Le normative internazionali riguardano principalmente le acque internazionali come la zona Clarion-Clipperton. Ma nazioni come la Norvegia o le Isole Cook stanno procedendo con le esplorazioni autorizzate all'interno delle loro zone economiche esclusive.

Investire nell'innovazione dell'estrazione mineraria in acque profonde

La società dei metalli

TMC, la società metallurgica Inc. (TMC -7.38%)

L'azienda è stata in prima linea nel promuovere lo sfruttamento dei noduli polimetallici. Si prevede produrre alcuni metalli per la prima volta commercializzato entro la fine del 2027. Va notato che questo permette all'azienda di passare molto rapidamente dalla fase di test alla produzione, rispetto alle miniere tradizionali che richiedono oltre 10 anni per la costruzione delle infrastrutture dopo l'ottenimento dei permessi.

Ma per rispettare questa scadenza sarà necessario ottenere un permesso commerciale, la cui concessione è ancora incerta. Per quanto riguarda i rischi ambientali, l'azienda ha argomentazioni molto valide.

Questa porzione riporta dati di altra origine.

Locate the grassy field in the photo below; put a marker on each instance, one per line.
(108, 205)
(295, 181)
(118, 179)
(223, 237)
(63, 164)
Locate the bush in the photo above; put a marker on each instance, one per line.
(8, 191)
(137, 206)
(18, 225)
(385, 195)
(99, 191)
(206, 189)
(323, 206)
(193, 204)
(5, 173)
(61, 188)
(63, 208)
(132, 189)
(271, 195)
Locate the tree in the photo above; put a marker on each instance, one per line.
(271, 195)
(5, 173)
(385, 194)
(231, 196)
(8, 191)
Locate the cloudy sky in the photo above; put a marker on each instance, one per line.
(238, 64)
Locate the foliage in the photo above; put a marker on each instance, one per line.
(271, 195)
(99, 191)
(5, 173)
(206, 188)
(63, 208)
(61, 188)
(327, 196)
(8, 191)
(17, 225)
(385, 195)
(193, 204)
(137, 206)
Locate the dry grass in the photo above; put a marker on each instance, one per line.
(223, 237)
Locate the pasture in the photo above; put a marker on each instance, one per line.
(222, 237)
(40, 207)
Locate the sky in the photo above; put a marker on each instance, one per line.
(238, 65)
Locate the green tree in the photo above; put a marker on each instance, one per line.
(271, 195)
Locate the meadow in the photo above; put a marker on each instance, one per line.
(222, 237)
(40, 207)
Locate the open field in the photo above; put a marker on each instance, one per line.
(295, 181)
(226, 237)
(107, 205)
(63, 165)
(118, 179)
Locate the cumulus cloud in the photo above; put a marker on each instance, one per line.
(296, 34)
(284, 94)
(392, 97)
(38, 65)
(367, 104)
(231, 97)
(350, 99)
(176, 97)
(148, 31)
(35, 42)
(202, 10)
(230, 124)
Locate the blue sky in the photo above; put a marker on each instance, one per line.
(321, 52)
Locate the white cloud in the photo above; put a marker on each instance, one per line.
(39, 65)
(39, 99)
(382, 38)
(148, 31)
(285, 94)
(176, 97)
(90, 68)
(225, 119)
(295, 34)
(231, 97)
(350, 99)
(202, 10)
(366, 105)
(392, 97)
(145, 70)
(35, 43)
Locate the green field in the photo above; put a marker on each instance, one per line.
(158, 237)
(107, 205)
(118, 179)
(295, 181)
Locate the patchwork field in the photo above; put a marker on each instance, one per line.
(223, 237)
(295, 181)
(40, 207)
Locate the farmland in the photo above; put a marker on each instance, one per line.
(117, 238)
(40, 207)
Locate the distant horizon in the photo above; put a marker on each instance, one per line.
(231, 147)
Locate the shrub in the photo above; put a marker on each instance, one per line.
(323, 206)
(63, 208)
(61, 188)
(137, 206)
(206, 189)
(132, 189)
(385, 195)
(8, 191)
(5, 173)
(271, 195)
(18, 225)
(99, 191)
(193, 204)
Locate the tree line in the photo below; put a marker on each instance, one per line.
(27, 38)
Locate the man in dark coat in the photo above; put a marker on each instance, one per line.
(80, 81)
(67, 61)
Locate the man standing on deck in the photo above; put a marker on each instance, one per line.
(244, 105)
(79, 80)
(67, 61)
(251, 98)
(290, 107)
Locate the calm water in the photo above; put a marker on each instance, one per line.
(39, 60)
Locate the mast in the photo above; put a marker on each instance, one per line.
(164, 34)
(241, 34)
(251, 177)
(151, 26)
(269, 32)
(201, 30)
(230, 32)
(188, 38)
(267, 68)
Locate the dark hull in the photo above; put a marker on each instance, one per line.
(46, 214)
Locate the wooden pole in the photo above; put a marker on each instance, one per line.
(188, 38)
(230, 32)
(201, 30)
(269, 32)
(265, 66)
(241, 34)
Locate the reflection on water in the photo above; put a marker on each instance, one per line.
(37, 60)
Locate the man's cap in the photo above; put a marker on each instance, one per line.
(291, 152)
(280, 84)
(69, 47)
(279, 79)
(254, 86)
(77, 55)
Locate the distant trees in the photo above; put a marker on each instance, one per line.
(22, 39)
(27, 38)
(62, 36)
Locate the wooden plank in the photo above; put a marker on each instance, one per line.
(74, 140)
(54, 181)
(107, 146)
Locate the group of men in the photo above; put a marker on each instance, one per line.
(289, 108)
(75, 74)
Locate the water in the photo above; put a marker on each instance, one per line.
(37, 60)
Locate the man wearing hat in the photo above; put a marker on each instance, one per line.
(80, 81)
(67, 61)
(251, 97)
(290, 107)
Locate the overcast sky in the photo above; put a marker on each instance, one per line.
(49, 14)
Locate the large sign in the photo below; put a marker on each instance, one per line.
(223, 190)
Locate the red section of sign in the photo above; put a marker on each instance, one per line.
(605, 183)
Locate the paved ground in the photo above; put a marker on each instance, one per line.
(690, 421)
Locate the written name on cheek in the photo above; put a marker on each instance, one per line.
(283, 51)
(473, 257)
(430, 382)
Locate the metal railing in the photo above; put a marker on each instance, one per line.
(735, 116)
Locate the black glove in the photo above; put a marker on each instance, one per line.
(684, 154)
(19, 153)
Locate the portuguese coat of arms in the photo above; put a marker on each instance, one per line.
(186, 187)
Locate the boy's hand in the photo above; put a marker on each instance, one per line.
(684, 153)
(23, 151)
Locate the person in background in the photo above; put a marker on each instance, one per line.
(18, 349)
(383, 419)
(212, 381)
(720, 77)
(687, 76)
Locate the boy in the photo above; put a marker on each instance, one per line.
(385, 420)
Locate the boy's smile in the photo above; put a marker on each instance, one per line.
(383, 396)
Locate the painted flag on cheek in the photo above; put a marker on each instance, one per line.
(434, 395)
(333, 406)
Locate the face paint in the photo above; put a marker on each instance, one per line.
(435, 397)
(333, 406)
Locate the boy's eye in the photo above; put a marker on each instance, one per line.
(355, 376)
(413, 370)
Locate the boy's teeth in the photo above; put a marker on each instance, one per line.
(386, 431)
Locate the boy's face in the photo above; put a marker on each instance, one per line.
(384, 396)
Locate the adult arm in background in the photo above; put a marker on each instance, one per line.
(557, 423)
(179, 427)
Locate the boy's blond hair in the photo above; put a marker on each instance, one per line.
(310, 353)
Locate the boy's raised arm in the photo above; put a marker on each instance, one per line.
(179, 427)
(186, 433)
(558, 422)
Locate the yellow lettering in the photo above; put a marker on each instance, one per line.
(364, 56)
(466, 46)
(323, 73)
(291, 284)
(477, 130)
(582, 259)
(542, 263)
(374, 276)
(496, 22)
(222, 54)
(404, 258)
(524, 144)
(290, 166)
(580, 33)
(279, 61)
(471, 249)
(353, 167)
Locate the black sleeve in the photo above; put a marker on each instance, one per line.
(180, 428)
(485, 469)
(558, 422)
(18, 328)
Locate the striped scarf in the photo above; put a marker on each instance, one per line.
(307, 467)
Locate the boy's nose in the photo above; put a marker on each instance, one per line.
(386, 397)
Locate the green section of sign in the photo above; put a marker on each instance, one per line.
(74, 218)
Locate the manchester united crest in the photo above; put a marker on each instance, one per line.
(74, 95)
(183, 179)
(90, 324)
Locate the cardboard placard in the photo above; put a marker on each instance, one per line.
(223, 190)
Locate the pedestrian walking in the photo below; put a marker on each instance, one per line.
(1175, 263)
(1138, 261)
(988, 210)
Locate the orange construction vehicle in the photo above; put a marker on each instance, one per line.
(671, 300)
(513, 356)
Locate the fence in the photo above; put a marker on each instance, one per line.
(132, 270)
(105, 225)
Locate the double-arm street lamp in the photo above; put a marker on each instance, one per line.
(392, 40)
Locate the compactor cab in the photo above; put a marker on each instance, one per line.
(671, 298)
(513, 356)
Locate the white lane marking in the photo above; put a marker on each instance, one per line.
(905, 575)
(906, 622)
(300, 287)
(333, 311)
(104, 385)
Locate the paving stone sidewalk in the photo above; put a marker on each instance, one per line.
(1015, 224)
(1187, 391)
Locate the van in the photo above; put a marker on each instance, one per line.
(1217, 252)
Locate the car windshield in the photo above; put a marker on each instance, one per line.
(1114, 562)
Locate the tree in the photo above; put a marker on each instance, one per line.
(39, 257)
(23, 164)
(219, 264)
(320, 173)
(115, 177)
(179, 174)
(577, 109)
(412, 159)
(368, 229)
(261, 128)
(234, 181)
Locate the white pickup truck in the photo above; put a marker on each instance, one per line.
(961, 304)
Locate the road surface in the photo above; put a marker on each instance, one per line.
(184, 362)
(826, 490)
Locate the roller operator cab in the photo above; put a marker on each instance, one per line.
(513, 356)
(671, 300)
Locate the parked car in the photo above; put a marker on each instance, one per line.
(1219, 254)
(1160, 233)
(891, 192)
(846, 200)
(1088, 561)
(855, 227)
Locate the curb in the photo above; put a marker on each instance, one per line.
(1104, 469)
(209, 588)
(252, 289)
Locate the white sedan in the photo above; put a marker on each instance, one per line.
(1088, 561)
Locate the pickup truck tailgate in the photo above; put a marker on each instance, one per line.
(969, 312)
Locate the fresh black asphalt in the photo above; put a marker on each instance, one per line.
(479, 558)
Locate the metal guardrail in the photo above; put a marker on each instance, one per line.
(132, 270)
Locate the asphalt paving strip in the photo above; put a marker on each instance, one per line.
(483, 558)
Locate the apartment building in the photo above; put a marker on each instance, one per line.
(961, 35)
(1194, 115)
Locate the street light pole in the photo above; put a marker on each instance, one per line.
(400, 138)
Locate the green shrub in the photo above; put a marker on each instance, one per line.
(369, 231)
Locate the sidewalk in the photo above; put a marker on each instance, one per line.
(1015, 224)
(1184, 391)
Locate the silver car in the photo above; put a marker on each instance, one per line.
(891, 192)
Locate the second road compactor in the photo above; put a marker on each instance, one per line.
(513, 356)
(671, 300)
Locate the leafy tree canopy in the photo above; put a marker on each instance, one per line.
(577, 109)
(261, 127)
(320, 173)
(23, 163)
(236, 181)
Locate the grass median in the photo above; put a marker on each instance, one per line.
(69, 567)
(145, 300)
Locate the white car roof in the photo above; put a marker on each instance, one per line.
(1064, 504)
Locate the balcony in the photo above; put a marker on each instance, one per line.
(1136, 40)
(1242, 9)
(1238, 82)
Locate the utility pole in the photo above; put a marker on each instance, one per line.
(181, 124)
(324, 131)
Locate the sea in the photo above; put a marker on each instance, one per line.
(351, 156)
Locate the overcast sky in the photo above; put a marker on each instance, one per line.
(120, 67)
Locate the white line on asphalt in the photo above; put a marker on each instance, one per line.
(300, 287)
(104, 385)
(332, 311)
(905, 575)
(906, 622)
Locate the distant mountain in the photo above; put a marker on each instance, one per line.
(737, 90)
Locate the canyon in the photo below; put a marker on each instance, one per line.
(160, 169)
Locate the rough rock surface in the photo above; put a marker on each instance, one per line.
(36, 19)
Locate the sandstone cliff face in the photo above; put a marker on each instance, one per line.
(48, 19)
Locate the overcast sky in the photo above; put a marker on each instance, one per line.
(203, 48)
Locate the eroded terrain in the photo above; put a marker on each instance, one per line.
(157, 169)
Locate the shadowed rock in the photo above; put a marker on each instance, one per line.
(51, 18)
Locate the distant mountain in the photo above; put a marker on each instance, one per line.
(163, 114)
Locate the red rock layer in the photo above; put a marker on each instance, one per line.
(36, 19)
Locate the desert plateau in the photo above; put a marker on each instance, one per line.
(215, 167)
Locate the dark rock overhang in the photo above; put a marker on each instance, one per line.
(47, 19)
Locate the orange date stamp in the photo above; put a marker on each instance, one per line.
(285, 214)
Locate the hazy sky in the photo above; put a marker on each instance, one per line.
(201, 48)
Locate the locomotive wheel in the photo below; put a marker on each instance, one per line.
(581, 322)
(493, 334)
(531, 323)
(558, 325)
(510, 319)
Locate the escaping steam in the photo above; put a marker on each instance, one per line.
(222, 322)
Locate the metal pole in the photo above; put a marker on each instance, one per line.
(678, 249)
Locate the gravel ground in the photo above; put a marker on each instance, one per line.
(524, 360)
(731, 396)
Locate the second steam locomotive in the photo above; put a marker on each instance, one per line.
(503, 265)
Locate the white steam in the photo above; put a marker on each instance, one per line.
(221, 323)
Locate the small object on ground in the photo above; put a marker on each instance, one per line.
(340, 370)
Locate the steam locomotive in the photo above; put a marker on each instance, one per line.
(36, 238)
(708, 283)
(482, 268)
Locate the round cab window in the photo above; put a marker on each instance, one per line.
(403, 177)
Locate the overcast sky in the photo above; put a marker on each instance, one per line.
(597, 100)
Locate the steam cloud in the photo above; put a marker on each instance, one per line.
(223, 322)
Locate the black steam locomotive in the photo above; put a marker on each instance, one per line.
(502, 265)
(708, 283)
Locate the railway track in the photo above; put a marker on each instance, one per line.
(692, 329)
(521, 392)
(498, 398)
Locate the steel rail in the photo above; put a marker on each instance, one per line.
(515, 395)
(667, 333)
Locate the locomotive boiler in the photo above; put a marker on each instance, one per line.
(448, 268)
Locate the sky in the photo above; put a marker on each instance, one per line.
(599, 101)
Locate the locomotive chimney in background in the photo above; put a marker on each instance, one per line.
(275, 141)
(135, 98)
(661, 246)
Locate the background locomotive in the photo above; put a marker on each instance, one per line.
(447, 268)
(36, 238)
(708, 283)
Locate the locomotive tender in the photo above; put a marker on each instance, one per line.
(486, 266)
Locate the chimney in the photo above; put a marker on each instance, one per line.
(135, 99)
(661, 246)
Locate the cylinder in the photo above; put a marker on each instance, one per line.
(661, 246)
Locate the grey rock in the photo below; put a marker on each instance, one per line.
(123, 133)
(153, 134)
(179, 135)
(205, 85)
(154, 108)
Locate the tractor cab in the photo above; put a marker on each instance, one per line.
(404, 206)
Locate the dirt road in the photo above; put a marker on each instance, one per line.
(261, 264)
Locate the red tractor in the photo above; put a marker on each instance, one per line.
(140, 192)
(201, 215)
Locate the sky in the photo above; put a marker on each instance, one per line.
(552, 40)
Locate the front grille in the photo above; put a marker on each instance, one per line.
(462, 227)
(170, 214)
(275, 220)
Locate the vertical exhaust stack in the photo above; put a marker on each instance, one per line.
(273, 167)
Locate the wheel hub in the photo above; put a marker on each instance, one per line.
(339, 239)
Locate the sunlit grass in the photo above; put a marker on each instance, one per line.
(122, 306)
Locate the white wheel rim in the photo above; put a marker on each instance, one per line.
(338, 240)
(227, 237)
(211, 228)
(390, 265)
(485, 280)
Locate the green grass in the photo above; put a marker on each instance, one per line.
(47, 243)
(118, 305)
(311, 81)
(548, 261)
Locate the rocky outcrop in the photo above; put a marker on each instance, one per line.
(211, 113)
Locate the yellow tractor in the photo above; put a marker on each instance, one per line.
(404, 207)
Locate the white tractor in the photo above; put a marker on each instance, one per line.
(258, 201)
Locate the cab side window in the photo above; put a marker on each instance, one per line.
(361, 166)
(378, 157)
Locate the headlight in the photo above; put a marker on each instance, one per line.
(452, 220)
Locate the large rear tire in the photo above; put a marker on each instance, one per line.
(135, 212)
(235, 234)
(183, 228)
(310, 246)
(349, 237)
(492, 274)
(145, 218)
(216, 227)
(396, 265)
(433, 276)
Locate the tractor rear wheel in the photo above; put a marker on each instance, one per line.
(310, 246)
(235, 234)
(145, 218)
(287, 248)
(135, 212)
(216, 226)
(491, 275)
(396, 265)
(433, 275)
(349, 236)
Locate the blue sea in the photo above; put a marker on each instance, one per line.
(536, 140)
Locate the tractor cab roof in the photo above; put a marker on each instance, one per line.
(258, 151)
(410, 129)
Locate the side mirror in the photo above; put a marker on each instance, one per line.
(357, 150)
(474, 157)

Ad esempio, il rapporto sottolinea che l'eccesso di CO2 nell'atmosfera sta causando l'acidificazione degli oceani, con ripercussioni su tutti gli oceani ovunque, il che potrebbe provocare danni catastrofici all'ecosistema e al clima terrestre. In confronto, i danni localizzati a un ecosistema povero di vita nella zona di Clarion-Clipperton sembrano alquanto irrilevanti.

Allo stesso modo, i potenziali danni derivanti dallo sfruttamento di questa risorsa potrebbero essere minimi rispetto alla deforestazione e all'inquinamento associati all'attività mineraria tradizionale.

Tuttavia, esistono rischi significativi, soprattutto se l'“ossigeno oscuro” è una realtà, e ciò potrebbe rallentare notevolmente i progressi dell'azienda.

Parallelamente, l'azienda è anche essere stato incaricato dal Giappone di contribuire allo sviluppo delle proprie risorse di noduli polimetallici, dimostrando che le competenze sviluppate nel Pacifico orientale potrebbero rivelarsi preziose anche altrove.

Se il progetto andrà avanti senza troppi intoppi, The Metals Company potrebbe diventare un'azienda leader nella fornitura del metallo necessario per la rapida espansione della produzione di batterie. Tuttavia, se la regolamentazione dovesse rimanere bloccata o subire modifiche in senso negativo, il permesso di esplorazione potrebbe diventare sostanzialmente inutile, un rischio concreto di cui i potenziali azionisti dell'azienda devono essere consapevoli.

Nel complesso, la straordinaria ricchezza delle risorse, unitamente all'incertezza e alla complessità delle normative ambientali associate all'estrazione mineraria in acque profonde, rende il titolo un investimento ad alto rischio e ad alto potenziale di rendimento nella filiera dei minerali critici.

Ultime notizie e sviluppi relativi al titolo azionario The Metals Company (TMC).

Jonathan è un ex ricercatore biochimico che ha lavorato nell'analisi genetica e negli studi clinici. Ora è analista azionario e scrittore finanziario con particolare attenzione all'innovazione, ai cicli di mercato e alla geopolitica nella sua pubblicazione "Il secolo eurasiatico".